Still und schleichend geschehen unheimliche Dinge auf Solhöga, eine fünfte Person wird gesehen oder war dies Bengtsson? Dumm, dass Eleanor aufgrund ihrer Prosopagnosie niemanden wieder erkennt, sondern sich nur anhand von auffälligen Gesichtsmerkmalen Personen merken kann. Wenn sie denn nicht zu weit entfernt sind.
Eleanor und Tante Veronika kommen sich im Verlauf der Handlung näher und so erfährt Eleanor etwas mehr über ihre geheimnisvolle Familie. Die Mutter verstarb als sie gerade mal drei Jahre alt war, der Vater war da längst fort. So wuchs sie bei ihrer Großmutter Vivianne auf, die eine alles andere als leibenswürdige Person war. Jähzornig und rasend, was auch das damalige Personal auf Solhöga erfahren musste, welches aus den Dienstmädchen Märit und Annuschka bestand sowie dem jungen Mats. Großvater Evert hatte es ebenfalls nicht leicht mit seiner Frau, schottete sich zudem von seiner eigenen Familie komplett ab.

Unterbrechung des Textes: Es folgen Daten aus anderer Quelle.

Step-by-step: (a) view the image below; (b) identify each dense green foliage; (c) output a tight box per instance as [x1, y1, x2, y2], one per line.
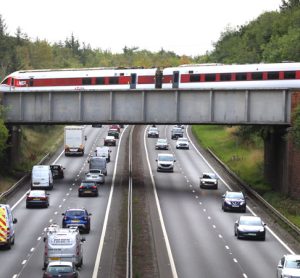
[291, 104, 300, 149]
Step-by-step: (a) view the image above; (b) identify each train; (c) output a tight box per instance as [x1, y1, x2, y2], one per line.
[1, 62, 300, 92]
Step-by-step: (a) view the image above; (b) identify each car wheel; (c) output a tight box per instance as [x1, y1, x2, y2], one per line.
[261, 234, 266, 241]
[237, 232, 241, 239]
[6, 238, 11, 249]
[78, 193, 82, 197]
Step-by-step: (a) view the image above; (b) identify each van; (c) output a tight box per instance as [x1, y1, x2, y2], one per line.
[89, 157, 107, 176]
[43, 224, 85, 269]
[31, 165, 53, 190]
[95, 146, 111, 162]
[0, 204, 17, 249]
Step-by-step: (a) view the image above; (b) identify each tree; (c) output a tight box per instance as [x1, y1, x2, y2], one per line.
[291, 104, 300, 149]
[280, 0, 300, 11]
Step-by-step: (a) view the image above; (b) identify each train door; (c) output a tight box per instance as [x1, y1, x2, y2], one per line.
[130, 73, 136, 89]
[172, 71, 179, 89]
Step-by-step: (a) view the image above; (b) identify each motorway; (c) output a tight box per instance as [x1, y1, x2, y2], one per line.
[0, 125, 297, 278]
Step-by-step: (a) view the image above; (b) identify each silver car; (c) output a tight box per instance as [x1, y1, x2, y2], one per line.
[155, 139, 168, 150]
[277, 254, 300, 278]
[85, 169, 105, 184]
[200, 172, 218, 189]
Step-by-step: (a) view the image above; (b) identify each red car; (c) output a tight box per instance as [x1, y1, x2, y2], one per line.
[109, 125, 121, 132]
[26, 190, 49, 208]
[104, 135, 116, 146]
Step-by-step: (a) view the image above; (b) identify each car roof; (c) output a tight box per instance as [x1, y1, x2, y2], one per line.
[65, 208, 86, 212]
[158, 153, 174, 157]
[29, 190, 46, 195]
[284, 254, 300, 260]
[106, 135, 115, 139]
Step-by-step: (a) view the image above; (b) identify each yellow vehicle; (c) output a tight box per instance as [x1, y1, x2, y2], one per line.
[0, 204, 17, 249]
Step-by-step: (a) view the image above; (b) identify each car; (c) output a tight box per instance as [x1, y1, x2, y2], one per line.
[176, 137, 189, 149]
[109, 124, 121, 132]
[156, 153, 176, 172]
[78, 180, 98, 197]
[277, 254, 300, 278]
[26, 190, 49, 208]
[85, 169, 105, 184]
[50, 164, 65, 179]
[89, 156, 107, 176]
[171, 127, 184, 139]
[108, 129, 119, 139]
[43, 261, 79, 277]
[62, 208, 91, 233]
[104, 135, 116, 146]
[222, 191, 247, 212]
[234, 215, 266, 240]
[200, 172, 218, 189]
[155, 138, 169, 150]
[147, 127, 159, 138]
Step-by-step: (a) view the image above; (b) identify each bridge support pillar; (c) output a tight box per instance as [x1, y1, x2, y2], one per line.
[6, 125, 22, 169]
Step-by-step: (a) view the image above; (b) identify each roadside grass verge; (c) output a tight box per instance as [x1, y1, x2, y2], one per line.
[0, 125, 64, 192]
[192, 125, 300, 228]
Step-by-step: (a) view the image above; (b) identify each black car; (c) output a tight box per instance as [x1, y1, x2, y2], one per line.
[234, 215, 266, 240]
[50, 164, 65, 179]
[222, 191, 247, 212]
[108, 129, 119, 139]
[78, 180, 98, 197]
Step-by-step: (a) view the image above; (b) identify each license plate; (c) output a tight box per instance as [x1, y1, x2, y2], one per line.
[33, 198, 40, 201]
[72, 220, 80, 223]
[70, 148, 77, 151]
[248, 233, 257, 236]
[85, 190, 92, 193]
[50, 257, 60, 261]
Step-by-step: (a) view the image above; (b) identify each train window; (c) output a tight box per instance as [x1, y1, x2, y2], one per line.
[82, 78, 92, 85]
[267, 71, 279, 80]
[205, 74, 216, 82]
[109, 76, 119, 84]
[29, 78, 34, 87]
[2, 78, 9, 85]
[190, 74, 200, 82]
[96, 77, 105, 84]
[252, 72, 263, 80]
[236, 73, 247, 81]
[284, 71, 296, 79]
[220, 73, 231, 81]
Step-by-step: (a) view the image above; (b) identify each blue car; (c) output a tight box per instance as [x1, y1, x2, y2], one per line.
[62, 208, 91, 233]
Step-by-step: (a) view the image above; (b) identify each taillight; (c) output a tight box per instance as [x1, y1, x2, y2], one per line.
[27, 197, 33, 201]
[79, 185, 84, 189]
[92, 186, 97, 189]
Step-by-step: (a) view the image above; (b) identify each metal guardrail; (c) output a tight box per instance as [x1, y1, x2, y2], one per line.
[0, 153, 50, 200]
[207, 148, 300, 237]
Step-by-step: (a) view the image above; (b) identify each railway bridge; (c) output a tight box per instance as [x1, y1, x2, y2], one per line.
[1, 88, 300, 197]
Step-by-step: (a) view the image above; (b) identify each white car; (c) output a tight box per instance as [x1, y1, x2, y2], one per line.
[176, 137, 189, 149]
[155, 139, 168, 150]
[200, 172, 218, 189]
[156, 153, 176, 172]
[277, 254, 300, 278]
[85, 169, 105, 184]
[147, 127, 159, 138]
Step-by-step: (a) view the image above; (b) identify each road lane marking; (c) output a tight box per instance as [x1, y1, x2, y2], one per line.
[92, 125, 128, 278]
[144, 126, 178, 278]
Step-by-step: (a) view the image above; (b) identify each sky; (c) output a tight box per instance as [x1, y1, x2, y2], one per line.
[1, 0, 283, 57]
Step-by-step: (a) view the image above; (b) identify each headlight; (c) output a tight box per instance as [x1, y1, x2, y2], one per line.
[240, 201, 245, 205]
[259, 228, 265, 232]
[225, 200, 231, 205]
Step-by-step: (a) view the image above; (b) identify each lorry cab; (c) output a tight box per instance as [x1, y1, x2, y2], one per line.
[43, 224, 85, 269]
[0, 204, 17, 249]
[31, 165, 54, 190]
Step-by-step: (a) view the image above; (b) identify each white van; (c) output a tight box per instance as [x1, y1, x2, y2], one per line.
[31, 165, 53, 190]
[0, 204, 17, 249]
[95, 146, 111, 162]
[43, 224, 85, 269]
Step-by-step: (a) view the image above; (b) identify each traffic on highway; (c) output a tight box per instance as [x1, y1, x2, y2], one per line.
[0, 124, 298, 278]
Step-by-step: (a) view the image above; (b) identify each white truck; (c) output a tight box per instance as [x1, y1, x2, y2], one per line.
[64, 126, 85, 156]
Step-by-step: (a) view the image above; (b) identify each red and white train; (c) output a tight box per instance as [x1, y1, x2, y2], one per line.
[1, 62, 300, 92]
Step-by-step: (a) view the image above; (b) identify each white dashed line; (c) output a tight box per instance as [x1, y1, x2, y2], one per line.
[37, 236, 42, 241]
[30, 247, 34, 252]
[225, 245, 229, 250]
[22, 260, 27, 265]
[233, 258, 238, 263]
[218, 234, 223, 238]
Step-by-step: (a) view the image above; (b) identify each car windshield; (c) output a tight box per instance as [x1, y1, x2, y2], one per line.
[66, 210, 85, 217]
[178, 138, 187, 142]
[157, 139, 167, 144]
[203, 173, 216, 179]
[89, 170, 101, 174]
[158, 155, 174, 161]
[286, 259, 300, 269]
[149, 128, 158, 132]
[239, 217, 262, 226]
[226, 192, 244, 199]
[48, 265, 73, 274]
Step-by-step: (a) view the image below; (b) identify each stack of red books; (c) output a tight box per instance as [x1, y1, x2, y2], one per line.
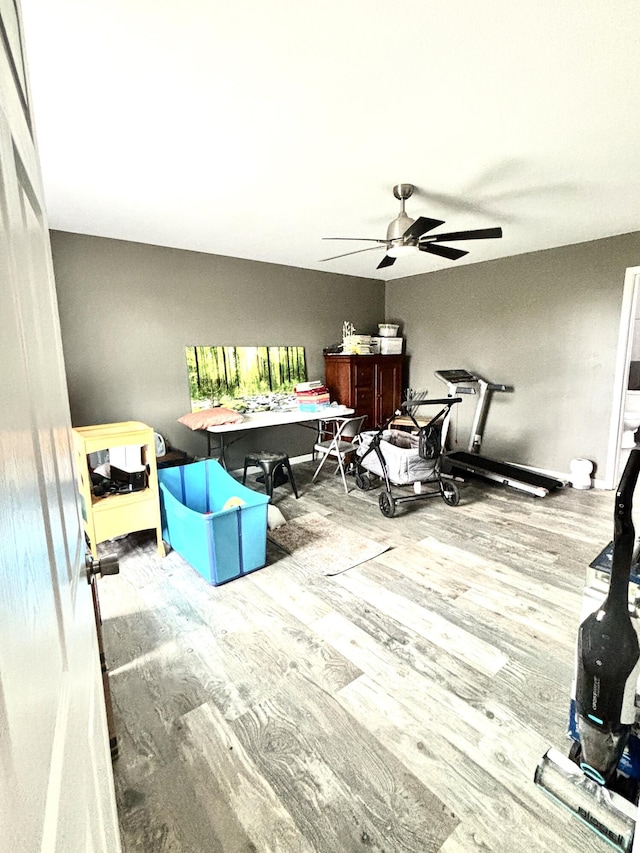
[295, 381, 331, 412]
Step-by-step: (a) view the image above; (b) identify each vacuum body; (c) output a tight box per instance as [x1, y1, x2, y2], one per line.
[575, 443, 640, 784]
[535, 448, 640, 851]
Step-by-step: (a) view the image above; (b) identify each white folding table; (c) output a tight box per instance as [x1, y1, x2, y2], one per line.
[204, 405, 355, 467]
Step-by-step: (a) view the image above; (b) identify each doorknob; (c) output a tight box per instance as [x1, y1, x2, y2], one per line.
[85, 553, 119, 583]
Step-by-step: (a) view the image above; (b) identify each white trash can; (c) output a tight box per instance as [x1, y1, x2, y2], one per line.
[569, 458, 593, 490]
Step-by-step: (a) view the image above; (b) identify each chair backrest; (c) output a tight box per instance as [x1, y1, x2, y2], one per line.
[335, 415, 367, 442]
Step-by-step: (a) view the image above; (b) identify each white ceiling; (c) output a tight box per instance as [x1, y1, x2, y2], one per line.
[19, 0, 640, 281]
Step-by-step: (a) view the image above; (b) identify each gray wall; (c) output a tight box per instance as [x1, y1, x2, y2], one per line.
[51, 229, 640, 482]
[386, 231, 640, 481]
[50, 232, 384, 468]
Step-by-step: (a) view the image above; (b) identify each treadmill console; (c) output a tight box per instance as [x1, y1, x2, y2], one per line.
[435, 369, 478, 384]
[434, 369, 479, 394]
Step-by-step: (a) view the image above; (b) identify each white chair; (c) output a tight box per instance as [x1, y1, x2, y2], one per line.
[312, 417, 337, 461]
[311, 415, 367, 493]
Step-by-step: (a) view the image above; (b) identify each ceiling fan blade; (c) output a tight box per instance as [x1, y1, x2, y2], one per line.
[320, 244, 387, 262]
[377, 255, 396, 269]
[419, 243, 468, 261]
[421, 227, 503, 243]
[322, 237, 387, 243]
[402, 216, 445, 240]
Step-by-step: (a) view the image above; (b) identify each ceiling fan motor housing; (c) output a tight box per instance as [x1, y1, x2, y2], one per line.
[388, 184, 416, 244]
[386, 212, 416, 243]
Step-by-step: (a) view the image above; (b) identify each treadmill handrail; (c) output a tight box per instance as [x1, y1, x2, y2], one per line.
[402, 397, 462, 408]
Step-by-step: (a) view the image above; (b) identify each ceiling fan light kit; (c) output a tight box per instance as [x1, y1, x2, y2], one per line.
[320, 183, 503, 271]
[387, 243, 419, 258]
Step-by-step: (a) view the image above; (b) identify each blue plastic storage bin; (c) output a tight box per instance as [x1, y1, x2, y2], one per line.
[158, 459, 269, 585]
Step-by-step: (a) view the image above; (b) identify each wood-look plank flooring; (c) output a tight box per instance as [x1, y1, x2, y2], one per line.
[98, 461, 619, 852]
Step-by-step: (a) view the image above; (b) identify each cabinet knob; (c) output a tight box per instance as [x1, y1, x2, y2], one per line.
[85, 553, 120, 583]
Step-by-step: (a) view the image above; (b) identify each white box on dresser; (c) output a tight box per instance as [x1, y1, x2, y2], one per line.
[380, 337, 403, 354]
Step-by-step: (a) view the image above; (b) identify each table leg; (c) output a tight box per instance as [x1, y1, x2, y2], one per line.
[207, 431, 227, 468]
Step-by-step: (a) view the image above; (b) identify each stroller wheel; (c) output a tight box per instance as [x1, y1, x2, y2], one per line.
[355, 472, 372, 491]
[379, 491, 396, 518]
[441, 480, 460, 507]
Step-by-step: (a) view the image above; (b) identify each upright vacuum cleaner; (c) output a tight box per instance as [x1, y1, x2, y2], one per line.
[535, 448, 640, 852]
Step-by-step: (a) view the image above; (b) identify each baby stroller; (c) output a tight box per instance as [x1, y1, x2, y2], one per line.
[354, 396, 462, 517]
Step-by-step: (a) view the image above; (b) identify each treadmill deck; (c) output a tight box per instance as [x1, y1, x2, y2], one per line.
[446, 450, 565, 497]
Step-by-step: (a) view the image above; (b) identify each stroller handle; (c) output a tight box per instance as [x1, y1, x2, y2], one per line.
[401, 397, 462, 410]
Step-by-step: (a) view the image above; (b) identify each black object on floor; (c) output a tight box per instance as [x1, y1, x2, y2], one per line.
[157, 450, 192, 469]
[256, 468, 289, 488]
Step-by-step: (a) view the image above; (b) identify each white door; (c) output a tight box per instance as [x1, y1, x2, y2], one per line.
[0, 2, 121, 850]
[606, 266, 640, 488]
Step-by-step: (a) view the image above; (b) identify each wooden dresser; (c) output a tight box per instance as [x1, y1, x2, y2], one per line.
[324, 354, 405, 429]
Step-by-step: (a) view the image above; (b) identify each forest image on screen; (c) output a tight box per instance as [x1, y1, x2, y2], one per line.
[186, 345, 307, 410]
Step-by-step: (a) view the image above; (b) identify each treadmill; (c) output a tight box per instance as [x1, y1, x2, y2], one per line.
[435, 369, 564, 498]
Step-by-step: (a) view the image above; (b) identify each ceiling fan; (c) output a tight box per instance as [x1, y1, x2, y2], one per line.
[320, 183, 503, 270]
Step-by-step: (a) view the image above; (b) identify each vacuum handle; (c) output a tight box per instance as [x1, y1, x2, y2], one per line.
[609, 447, 640, 600]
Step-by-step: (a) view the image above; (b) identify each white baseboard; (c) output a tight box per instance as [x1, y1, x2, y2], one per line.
[289, 453, 313, 465]
[231, 453, 613, 491]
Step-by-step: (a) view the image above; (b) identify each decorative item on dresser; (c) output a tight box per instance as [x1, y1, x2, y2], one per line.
[324, 353, 405, 429]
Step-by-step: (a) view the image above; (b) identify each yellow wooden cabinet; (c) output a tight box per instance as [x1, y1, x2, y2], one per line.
[72, 421, 165, 558]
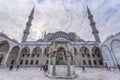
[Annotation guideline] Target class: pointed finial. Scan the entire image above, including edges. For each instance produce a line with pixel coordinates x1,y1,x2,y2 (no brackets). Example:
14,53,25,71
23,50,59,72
86,4,91,15
32,5,35,14
29,4,35,18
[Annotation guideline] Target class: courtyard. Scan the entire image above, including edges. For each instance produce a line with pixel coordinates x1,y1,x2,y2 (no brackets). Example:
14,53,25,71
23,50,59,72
0,67,120,80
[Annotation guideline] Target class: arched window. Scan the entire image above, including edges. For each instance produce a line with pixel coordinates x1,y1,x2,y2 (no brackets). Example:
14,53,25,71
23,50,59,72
80,46,90,58
94,60,97,65
20,60,23,65
99,60,103,65
83,60,86,65
20,47,30,58
22,54,25,57
25,60,28,65
30,60,33,65
88,60,91,65
32,47,42,58
92,46,101,57
27,54,30,57
31,54,34,58
36,60,39,65
11,60,14,64
37,54,39,57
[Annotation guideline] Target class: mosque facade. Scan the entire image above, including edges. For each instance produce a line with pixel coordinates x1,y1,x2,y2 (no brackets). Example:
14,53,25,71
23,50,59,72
0,6,119,68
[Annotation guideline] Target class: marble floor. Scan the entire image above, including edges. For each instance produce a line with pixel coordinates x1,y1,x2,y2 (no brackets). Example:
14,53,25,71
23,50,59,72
0,67,120,80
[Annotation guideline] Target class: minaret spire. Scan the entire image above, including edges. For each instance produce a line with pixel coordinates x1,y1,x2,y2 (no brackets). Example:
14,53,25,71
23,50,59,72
21,5,35,43
86,5,101,43
44,30,46,39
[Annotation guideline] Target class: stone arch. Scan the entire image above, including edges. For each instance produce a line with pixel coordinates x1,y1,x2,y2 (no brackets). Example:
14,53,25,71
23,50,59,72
31,47,42,65
6,46,20,66
0,40,9,65
44,47,49,57
43,47,49,64
92,46,101,55
101,45,115,66
111,39,120,65
19,47,30,65
80,46,90,57
55,44,69,53
20,47,30,55
80,46,90,66
56,47,66,65
92,46,103,66
31,47,42,57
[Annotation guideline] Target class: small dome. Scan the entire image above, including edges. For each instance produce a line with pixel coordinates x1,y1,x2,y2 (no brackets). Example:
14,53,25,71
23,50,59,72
78,39,85,42
0,32,8,38
55,38,68,42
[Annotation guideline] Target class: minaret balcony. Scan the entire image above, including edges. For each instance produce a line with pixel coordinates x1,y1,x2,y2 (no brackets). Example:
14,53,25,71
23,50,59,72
90,22,96,26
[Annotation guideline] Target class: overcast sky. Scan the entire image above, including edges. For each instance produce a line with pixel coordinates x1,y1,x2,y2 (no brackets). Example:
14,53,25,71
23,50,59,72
0,0,120,42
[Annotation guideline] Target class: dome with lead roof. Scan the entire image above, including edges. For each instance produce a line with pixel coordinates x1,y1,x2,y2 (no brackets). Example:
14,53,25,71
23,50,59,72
54,38,69,42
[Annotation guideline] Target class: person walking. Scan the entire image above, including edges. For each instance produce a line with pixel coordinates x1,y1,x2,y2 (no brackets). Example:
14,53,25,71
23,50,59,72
40,63,43,71
82,65,86,72
9,64,13,71
107,63,111,71
117,64,120,71
45,64,48,72
43,64,45,72
16,64,20,71
105,62,109,71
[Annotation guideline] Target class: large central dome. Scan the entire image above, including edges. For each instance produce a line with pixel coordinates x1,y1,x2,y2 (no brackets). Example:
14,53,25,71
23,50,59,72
44,31,81,42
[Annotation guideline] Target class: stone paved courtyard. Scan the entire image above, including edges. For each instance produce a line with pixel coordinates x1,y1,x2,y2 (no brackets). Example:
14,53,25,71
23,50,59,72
0,67,120,80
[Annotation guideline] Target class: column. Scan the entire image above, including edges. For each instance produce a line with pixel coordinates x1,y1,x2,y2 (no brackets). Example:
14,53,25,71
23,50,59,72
41,48,45,64
48,52,51,74
3,49,11,67
52,56,56,75
29,50,32,66
16,50,21,65
72,55,75,75
66,56,71,76
89,49,94,67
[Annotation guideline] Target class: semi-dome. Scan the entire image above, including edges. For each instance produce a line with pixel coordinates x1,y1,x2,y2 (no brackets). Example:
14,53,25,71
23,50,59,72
54,38,69,42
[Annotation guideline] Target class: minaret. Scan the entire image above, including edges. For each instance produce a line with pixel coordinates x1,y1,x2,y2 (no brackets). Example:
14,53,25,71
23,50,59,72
44,30,46,39
21,6,35,43
87,5,101,43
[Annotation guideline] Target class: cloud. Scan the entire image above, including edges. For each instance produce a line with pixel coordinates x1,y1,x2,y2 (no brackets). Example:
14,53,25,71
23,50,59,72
0,0,120,42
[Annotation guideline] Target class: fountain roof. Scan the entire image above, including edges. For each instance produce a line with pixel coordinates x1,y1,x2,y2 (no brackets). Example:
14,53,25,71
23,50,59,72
0,32,8,38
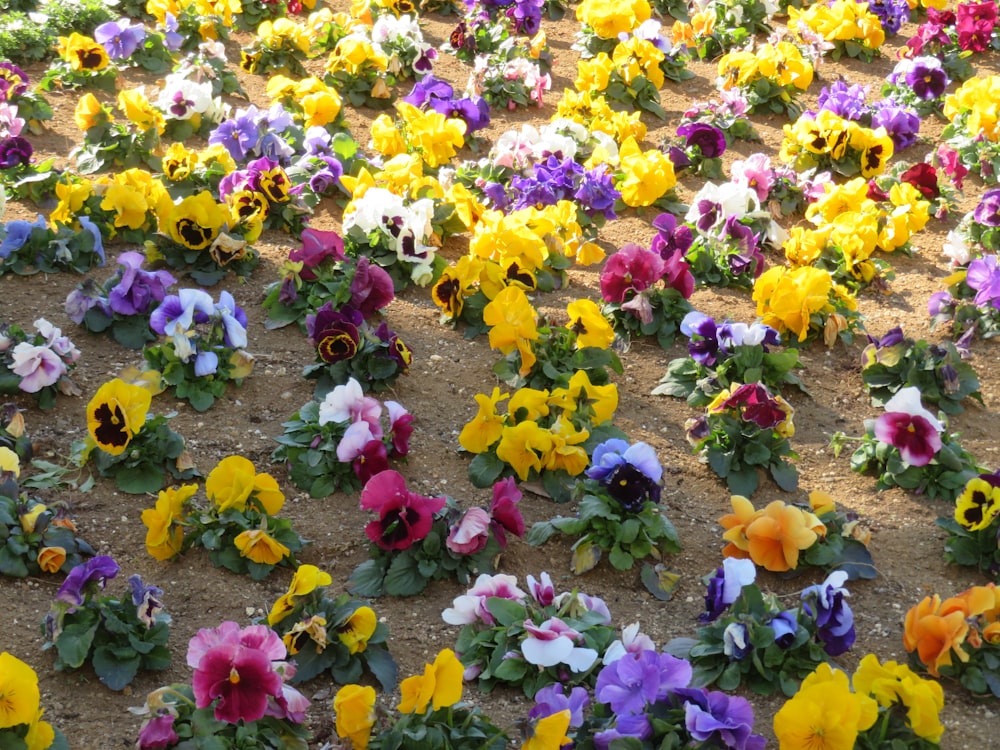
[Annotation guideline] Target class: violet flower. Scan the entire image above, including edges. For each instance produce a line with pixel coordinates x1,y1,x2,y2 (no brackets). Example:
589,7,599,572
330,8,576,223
902,56,949,99
528,684,590,728
700,557,756,622
974,189,1000,228
108,251,176,316
0,135,32,168
594,649,692,715
57,555,120,607
678,688,766,750
872,102,920,150
816,80,869,121
94,19,146,59
678,122,726,159
801,570,856,656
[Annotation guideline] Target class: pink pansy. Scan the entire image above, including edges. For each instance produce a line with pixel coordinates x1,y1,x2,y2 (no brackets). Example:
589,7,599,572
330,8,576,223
446,507,491,555
385,400,414,457
526,572,555,607
730,154,775,203
489,476,524,546
442,573,527,625
873,386,944,467
10,342,65,393
360,469,445,550
336,420,378,463
318,377,383,433
521,617,599,671
187,622,287,724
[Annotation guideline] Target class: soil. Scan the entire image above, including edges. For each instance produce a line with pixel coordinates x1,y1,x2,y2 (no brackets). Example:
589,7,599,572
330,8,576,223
2,5,1000,749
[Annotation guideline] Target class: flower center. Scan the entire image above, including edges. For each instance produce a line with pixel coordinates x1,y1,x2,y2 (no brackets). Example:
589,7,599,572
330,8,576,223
229,668,241,685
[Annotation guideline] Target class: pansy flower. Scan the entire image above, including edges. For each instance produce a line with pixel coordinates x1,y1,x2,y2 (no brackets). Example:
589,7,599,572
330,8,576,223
86,378,152,455
359,470,446,551
872,386,943,467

"Ich habe doch versucht, es dir zu erzählen, Sebastian, oder nicht? ... Du hattest doch für alles eine gute Erklärung parat. Es war nur ein Schatten, es war nur Einbildung, es war die Aufzugtür, … es gab keinen Grund zur Beunruhigung, niemand anderes war mit uns hier, alles war in Ordnung, nur ich war so überspannt und überempfindlich. So war es doch, oder?"
Während in der Gegenwart unheimliche Dinge geschehen und selbst der rational denkende Sebastian zunehmend einsehen muss, dass sich seine Freundin längst nicht alles einbildet, werden in Rückblicken die Geschehnisse in den Jahren 1965 und 1966 aufgezeigt, die verheerende Auswirkungen selbst auf die Gegenwart haben. Sicher, einiges mag arg konstruiert wirken, aber der Plot entwickelt eine große Sogkraft, der man sich schlecht entziehen kann. Eine wichtige Frage hat sich dem Verfasser dieser Zeilen logisch nicht erschlossen, wurde aber womöglich aufgrund des hohen Lesetempos an der entscheidenden Stelle auch übersehen. Sei’s drum.
Fazit
„Das Haus der stummen Toten“ ist ein knackiger Thriller dessen Verfilmung wohl nur eine Frage der Zeit sein dürfte. Viel falsch machen, kann man dabei kaum.